Bolsa família aumenta o gasto alimentar?

06 nov 2020

Pesquisador responsável: Eduarda Miller de Figueiredo

Título do artigo:  IMPACT OF THE BOLSA FAMILIA PROGRAM ON FOOD AVAILABILITY OF LOW-INCOME BRAZILIAN FAMILIES: A QUASI EXPERIMENTAL STUDY

Autores do artigo: Ana Paula Bortoletto Martins e Carlos Augusto Monteiro

Localização da intervenção:  Brasil

Tamanho da amostra: 11.282 domicílios

Grande tema:  Política Econômica e Governança

Tipo de Intervenção: Transferência de renda

Variável de interesse principal: Gasto alimentar

Método de avaliação:  Outros – Quase experimental

Problema de Política

Os programas condicionados de transferência de renda, CCTP, possuem como objetivo o combate a pobreza e a desigualdade social, onde as transferências de renda ocorrem condicionadas à uma série de regras que englobam a área de saúde, educação e serviços sociais.

Esse tipo de programa foi criado nos anos 90, mas sua expansão só ocorreu em 2001 com os programas “Bolsa Escola”, “Bolsa Alimentação”, “Auxílio Gás” e “Cartão Alimentação”. Em 2003, esses programas foram unificados no Programa Bolsa Família (PBF) que, de acordo com os autores, possui três focos:

“i) transferência de renda para promover o alívio imediato da pobreza;

ii) condicionalidades que reforçam o acesso aos direitos sociais básicos em educação, saúde e assistência social;

iii) programas complementares voltados ao desenvolvimento das famílias, para que sejam capazes de superar a vulnerabilidade”.

Em 2009, as famílias que podiam se eleger para receber o PBF tinham que possuir renda per capita inferior a R$ 70,00, independentemente da composição familiar, ou renda per capita inferior a R$ 140,00 para famílias com crianças, adolescentes, mulheres grávidas ou que amamentam.

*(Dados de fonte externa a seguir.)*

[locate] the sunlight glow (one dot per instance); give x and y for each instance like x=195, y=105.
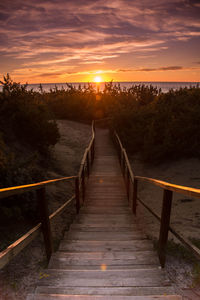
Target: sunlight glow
x=98, y=79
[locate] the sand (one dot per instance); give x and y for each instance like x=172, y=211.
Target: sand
x=21, y=275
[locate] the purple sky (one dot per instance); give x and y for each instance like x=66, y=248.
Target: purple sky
x=74, y=40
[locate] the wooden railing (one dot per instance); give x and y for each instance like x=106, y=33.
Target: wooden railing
x=46, y=219
x=84, y=171
x=132, y=192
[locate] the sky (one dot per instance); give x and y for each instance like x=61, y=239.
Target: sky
x=43, y=41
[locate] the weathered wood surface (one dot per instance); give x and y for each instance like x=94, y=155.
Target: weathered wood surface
x=105, y=255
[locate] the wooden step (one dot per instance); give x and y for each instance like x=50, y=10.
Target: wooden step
x=105, y=210
x=103, y=228
x=100, y=297
x=108, y=258
x=119, y=278
x=104, y=255
x=89, y=246
x=102, y=236
x=111, y=291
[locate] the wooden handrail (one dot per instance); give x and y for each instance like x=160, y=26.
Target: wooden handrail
x=12, y=191
x=168, y=189
x=185, y=190
x=86, y=162
x=40, y=187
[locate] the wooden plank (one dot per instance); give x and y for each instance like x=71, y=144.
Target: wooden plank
x=111, y=292
x=106, y=279
x=16, y=190
x=101, y=236
x=90, y=246
x=16, y=247
x=185, y=190
x=101, y=297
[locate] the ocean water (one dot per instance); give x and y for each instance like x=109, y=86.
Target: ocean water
x=164, y=86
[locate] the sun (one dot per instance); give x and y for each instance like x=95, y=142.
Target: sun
x=97, y=79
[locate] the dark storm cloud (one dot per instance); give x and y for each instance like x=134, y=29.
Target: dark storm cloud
x=61, y=32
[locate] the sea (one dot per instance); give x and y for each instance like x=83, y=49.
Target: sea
x=164, y=86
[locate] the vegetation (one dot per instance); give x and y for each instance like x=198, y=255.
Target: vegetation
x=157, y=125
x=27, y=131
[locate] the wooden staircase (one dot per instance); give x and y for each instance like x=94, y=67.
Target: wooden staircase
x=104, y=255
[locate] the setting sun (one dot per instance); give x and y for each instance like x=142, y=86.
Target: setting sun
x=98, y=79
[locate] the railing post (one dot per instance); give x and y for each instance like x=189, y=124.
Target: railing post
x=88, y=164
x=164, y=227
x=44, y=216
x=92, y=152
x=77, y=181
x=83, y=184
x=128, y=184
x=134, y=205
x=121, y=159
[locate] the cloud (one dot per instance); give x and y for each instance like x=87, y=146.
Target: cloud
x=60, y=33
x=171, y=68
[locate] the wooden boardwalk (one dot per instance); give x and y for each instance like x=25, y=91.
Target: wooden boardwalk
x=104, y=255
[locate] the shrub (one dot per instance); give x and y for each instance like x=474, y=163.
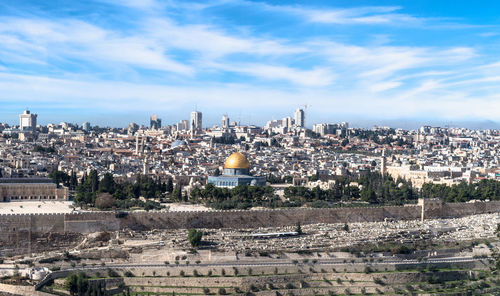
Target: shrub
x=104, y=201
x=112, y=273
x=194, y=237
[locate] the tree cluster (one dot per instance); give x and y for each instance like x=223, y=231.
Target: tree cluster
x=125, y=195
x=240, y=197
x=463, y=192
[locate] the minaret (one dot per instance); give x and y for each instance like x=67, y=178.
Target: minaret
x=137, y=144
x=383, y=167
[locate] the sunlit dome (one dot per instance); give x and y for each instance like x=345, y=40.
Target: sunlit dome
x=237, y=160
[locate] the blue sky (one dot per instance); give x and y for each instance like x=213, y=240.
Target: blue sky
x=112, y=62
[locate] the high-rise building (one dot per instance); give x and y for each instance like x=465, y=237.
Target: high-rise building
x=299, y=118
x=287, y=122
x=155, y=122
x=86, y=126
x=224, y=122
x=183, y=125
x=27, y=121
x=195, y=121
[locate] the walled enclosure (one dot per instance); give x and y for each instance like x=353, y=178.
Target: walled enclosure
x=21, y=234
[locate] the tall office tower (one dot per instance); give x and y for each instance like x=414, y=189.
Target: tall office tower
x=155, y=122
x=195, y=121
x=287, y=122
x=132, y=128
x=86, y=126
x=27, y=121
x=224, y=122
x=183, y=125
x=299, y=118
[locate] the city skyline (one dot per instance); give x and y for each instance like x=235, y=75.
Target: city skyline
x=112, y=62
x=145, y=120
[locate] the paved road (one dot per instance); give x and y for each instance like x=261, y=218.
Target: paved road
x=286, y=262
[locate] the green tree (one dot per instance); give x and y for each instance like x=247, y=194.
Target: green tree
x=170, y=185
x=298, y=229
x=107, y=183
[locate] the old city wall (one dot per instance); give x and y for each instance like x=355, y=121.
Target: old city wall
x=264, y=218
x=20, y=234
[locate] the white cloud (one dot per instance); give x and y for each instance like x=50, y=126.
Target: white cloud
x=70, y=39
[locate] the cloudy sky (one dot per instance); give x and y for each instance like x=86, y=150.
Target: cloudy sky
x=111, y=62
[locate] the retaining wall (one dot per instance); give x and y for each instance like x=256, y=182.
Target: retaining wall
x=24, y=233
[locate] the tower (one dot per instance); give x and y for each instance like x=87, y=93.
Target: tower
x=299, y=118
x=383, y=166
x=154, y=122
x=196, y=121
x=27, y=121
x=224, y=124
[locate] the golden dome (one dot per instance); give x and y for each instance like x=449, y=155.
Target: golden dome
x=237, y=160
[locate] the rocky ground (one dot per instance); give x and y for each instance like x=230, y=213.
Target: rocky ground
x=327, y=236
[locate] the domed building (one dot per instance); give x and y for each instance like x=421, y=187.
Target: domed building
x=236, y=172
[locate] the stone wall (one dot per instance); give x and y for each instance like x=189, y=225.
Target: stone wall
x=21, y=234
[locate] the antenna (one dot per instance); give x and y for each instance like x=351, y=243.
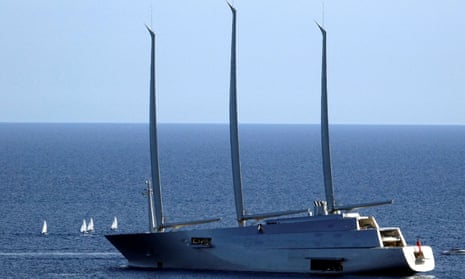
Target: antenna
x=323, y=13
x=151, y=16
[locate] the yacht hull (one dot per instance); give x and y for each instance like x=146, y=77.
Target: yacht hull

Os benefícios variavam de R$ 68,00 – R$ 200,00 por família e, em 2012, o programa beneficiou o total de famílias em situação de pobreza conforme estimado pelo Censo Demográfico Brasileiro de 2010.

Contexto de Avaliação

Um estudo do impacto do PBF nas despesas com alimentos no nordeste rural em 2005, demonstra que houve um aumento no gasto alimentar anual nas famílias beneficiárias. Outros estudos também demonstraram essa associação, mas apontaram uma maior ingestão de biscoitos, doces e refrigerantes entre as crianças beneficiadas, mesmo com a falta de representatividade na amostra, conforme os autores argumentam.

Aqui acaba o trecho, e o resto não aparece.